Over the weekend, Axios reported on an unusual proposal from the National Security Council: the US government should build its own 5G network. Axios obtained an internal memo and Powerpoint Presentation created by a senior NSC official and distributed to officials in other federal agencies.
The news has caused a wave of reaction across agencies and the political spectrum, in part because 5G is such a hyped technology with a lot of hopes riding on it, and in part because nationalizing a traditionally private industry is a big, sweeping change. We looked into what it all means and whether it’s actually likely to happen.
What is a nationalized 5G network?
Simply put, a 5G—or fifth generation—network would use high-frequency airwaves to distribute wireless data. This would allow much faster speeds—up to 20Gbps—versus the current 4G maximum bandwidth of 1Gbps. 5G networks will be necessary for things like driverless cars and the expanded Internet of Things to function. But building a 5G network takes time and money because it requires an almost entirely new infrastructure of towers and equipment. Because 5G operates on a higher frequency, it’s more easily disrupted by things like weather, trees, and buildings. That means a functional 5G network would require cell bases every 100-200 meters.
Though private telecom companies are racing to be the first to build 5G networks in the US, the NSC proposal suggests that the federal government should take the reigns and just build the infrastructure itself. The government would then own the network, and it could lease the use of the network to private companies.
Why would the government want to do that?
The main arguments presented in the NSC proposal are that having government ownership of the network would allow the US to get its network built first, before other global powers, like China, have a chance to dominate the market. Chinese telecom giant Huawei is already making great strides towards a 5G network.
“China has the ability to just order the rollout and that network would be large enough to create economies of scale allowing Huawei to develop the necessary handsets and networking equipment, which they would sell to the rest of the world,” Harold Feld, senior vice president at DC-based digital rights group Public Knowledge, told me.
The Powerpoint presentation outlines this early in the document, stated that China “has achieved a dominant position in the manufacture and operation of network infrastructure,” and that the United States is “losing, but…we can make a fundamental change. Otherwise, China will win politically, economically, and militarily.”
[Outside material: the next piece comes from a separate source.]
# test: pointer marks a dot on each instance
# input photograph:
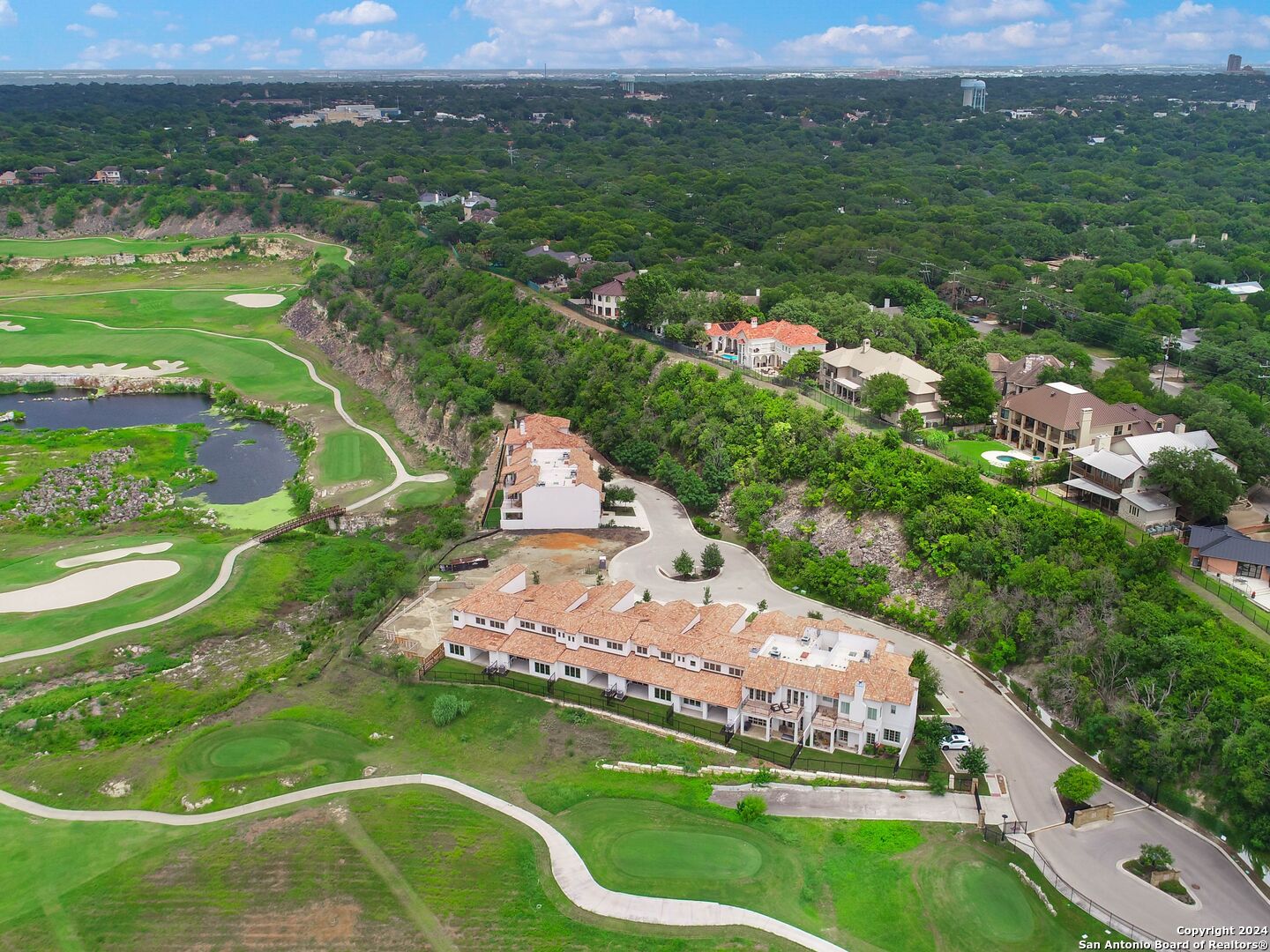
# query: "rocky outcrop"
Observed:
(386, 375)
There’s also a concern about cybersecurity and whether private companies will be able to create networks that can keep out hackers.
“It basically boils down to: ‘If we, the people in charge of national security, dictate the terms on which this network is built, we will damn well make sure it is secure,’” Feld said.
How are different groups reacting?
The thing about this proposal is a nationalized telecom infrastructure is not necessarily a GOOD or BAD idea, but the idea of the federal government—rather than private industry—owning such a large communications infrastructure project would be a significant change in how wireless networks operate today, and is surprising coming from a conservative administration that nominally champions the free market. Many prominent voices have criticized the idea, question whether it would allow the government the ability to more easily spy on citizens’ communications, censor how we use the network, or disrupt the free market.
“The market, not government, is best positioned to drive innovation and investment,” Federal Communications Chairman Ajit Pai said in an official statement. “Any federal effort to construct a nationalized 5G network would be a costly and counterproductive distraction from the policies we need to help the United States win the 5G future.”
Commissioner Mignon Clyburn, a democratic commissioner on the FCC, agreed with Pai.
So, is it actually going to happen?
Now that the proposal has been made public, everyone is getting a chance to weigh in. The fact that both Pai and Clyburn, as well as telecom lobbyists are all pretty against the idea, doesn’t bode well for its prospects. Recode has also reported that the files surfaced by Axios are dated, and aren’t really being considered at this point.